MORALE BOOST DURING THE PANDEMIC
Many of her colleagues described Klepacz as a true professional and the “epitome of a compassionate leader.”
“We are so happy and proud of you. I know all the praises and accolade are very against your very nature, being down to earth. But sister bask on the glory of your success because your success is the success of every Filipino nurse not just in the United Kingdom but all over the world,” said Susie Lagrata, a fellow officer at the newly formed Filipino Nurses Association UK.
“I would like to thank you, on behalf of the Filipino nurses in the UK for raising our profile, for showing the world how amazing Filipino nurses are, not just in their clinical work but also in their advocacies.”
On social media, congratulatory messages were sent to Keplacz from the University Hospitals Dorset, as well as British Ambassador to the Philippines Daniel Pruce and Foreign Affairs Secretary Teodoro Locsin Jr.
“What a proud day for #TeamUHD - our brilliant matron @KlepaczMinnie has been recognised in the Queen's birthday honours list with a British Empire Medal for her tireless work during Covid-19. We cannot think of anyone more deserving!” the UHD tweeted.
“Very proud of you. Congratulations @KlepaczMinnie !,” Locsin said.
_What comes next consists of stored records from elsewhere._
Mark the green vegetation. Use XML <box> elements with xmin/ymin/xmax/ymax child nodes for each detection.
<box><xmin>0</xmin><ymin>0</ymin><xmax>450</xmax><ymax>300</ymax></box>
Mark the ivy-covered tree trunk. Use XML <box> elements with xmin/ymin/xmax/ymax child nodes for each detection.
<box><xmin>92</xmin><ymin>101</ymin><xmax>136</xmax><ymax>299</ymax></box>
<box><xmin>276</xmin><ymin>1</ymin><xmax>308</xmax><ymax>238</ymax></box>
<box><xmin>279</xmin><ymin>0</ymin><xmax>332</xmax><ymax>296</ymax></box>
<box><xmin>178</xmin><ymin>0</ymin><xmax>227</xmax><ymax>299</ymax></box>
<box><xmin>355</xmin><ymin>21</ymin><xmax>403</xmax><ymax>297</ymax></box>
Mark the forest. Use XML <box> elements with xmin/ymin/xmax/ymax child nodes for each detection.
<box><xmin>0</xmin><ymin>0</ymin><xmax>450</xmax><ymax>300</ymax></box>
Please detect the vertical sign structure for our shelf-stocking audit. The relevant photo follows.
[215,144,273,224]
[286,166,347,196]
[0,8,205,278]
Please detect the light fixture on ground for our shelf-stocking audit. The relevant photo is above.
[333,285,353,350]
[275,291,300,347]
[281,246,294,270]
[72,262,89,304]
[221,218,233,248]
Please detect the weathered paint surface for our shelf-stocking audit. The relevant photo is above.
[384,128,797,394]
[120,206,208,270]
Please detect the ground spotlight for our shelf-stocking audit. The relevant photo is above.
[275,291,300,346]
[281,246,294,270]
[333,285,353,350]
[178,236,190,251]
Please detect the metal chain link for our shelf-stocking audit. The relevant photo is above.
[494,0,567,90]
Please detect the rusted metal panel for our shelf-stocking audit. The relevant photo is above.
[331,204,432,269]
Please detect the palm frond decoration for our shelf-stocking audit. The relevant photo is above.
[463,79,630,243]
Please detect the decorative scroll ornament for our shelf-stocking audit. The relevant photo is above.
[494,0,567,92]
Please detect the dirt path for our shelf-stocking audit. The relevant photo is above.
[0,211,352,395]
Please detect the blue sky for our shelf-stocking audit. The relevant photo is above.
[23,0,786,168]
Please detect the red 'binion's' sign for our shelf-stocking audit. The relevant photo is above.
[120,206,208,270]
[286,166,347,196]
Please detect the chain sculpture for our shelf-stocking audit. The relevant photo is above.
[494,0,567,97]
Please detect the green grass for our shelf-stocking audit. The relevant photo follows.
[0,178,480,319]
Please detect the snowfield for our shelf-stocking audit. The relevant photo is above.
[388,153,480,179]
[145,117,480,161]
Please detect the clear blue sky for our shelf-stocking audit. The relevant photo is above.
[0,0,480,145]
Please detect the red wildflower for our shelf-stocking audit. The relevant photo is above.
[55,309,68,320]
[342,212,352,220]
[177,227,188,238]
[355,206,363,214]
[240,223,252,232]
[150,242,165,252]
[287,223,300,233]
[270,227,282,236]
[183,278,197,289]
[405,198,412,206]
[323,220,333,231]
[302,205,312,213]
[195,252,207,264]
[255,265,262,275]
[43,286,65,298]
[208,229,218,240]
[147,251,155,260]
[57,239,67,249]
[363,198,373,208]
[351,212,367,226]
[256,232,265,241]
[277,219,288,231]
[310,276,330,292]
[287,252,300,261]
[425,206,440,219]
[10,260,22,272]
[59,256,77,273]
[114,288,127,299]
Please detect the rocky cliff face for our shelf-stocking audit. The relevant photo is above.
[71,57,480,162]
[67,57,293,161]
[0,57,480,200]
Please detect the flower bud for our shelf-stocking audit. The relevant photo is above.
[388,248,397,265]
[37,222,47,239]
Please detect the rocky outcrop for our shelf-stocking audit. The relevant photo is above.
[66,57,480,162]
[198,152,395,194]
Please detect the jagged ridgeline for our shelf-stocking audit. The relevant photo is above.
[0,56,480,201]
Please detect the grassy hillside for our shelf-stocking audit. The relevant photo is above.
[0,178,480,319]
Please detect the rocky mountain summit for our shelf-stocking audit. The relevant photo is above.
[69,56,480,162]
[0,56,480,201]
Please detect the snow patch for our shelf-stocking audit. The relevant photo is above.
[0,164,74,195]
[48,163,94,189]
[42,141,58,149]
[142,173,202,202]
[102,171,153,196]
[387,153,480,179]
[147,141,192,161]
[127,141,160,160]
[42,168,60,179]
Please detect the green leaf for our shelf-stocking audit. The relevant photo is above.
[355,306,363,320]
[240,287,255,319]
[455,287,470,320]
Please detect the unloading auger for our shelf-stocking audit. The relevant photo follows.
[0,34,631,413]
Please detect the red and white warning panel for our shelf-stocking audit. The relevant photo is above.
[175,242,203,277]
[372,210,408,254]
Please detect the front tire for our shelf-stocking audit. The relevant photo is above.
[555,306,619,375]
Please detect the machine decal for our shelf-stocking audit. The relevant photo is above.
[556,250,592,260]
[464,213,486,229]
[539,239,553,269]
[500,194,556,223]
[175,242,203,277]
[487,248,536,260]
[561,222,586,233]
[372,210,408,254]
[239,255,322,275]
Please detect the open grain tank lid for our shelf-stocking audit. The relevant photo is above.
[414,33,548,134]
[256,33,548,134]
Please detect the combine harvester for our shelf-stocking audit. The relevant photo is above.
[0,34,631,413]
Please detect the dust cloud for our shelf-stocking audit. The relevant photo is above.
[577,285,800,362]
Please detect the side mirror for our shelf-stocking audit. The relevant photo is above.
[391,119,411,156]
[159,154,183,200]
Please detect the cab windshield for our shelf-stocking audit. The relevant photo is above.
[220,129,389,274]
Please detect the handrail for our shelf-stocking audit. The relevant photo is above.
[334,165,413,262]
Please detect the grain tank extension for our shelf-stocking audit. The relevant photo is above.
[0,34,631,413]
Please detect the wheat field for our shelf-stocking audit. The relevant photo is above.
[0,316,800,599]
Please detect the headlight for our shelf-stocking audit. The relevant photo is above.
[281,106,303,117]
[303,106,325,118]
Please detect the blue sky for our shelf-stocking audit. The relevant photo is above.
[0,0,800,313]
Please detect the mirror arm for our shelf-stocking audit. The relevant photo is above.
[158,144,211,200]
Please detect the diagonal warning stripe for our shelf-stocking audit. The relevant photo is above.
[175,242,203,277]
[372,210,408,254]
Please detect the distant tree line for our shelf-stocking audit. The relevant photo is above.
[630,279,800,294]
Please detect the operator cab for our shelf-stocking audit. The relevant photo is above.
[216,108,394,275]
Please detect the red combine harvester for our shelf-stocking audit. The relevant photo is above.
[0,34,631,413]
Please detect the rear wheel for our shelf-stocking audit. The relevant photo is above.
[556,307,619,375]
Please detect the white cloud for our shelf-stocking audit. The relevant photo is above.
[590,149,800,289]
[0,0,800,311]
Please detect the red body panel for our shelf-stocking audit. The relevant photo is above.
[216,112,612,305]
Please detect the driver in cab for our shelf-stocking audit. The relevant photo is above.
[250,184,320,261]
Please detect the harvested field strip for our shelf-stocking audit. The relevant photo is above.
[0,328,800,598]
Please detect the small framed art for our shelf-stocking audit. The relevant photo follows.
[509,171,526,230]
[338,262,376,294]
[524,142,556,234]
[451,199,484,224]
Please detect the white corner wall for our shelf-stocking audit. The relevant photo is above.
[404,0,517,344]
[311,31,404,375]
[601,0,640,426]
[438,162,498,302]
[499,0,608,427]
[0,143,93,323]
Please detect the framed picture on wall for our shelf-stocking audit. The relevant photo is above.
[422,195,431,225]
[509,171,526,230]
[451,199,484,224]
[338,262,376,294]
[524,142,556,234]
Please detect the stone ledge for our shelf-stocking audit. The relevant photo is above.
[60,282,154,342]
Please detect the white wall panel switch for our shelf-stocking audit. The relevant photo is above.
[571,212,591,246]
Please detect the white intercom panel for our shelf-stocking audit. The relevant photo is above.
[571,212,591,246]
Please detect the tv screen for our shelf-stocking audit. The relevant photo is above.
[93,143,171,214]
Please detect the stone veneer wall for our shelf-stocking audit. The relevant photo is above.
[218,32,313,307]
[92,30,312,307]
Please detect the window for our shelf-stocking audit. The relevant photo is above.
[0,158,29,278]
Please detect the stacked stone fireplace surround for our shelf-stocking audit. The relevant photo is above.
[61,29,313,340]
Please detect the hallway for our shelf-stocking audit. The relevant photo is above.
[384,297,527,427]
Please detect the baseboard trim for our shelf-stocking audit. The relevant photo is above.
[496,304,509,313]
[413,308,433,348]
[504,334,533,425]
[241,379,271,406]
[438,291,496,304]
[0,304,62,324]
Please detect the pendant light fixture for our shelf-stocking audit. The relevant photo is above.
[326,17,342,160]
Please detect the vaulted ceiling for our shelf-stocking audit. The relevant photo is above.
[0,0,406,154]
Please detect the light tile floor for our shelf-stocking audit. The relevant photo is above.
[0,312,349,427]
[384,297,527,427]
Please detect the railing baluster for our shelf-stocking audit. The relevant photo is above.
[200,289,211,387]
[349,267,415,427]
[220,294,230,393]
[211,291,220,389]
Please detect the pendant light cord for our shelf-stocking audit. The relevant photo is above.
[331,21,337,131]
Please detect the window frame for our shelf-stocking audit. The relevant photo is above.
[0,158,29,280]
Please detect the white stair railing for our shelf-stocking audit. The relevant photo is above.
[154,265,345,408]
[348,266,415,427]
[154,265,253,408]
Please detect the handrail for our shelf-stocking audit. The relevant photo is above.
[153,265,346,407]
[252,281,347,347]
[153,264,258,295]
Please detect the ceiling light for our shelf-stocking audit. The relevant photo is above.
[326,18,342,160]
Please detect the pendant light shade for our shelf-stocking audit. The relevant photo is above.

“Congratulations to @KlepaczMinnie for her BEM in the #QueensBirthdayHonours. We are truly fortunate to have so many talented, dedicated and compassionate Filipino healthcare professionals working in the UK's #NHS. Maraming salamat Minnie!,” Ambassador Pruce said.
Klepacz dedicated the award to her family, friends, colleagues and fellow Filipino nurses, especially frontliners who have died in the line of duty.
“My mom has been amazing to me. She is my prayer warrior. She guides me on what to do and an emotional support during this time. My husband, my fellow nurses in the Filipino Nurses association- UK, our Filipino colleagues who lost their lives during the pandemic-- I would like to dedicate this to their family and friends. I lost 11 friends from US, UK and Philippines,” said Klepacz.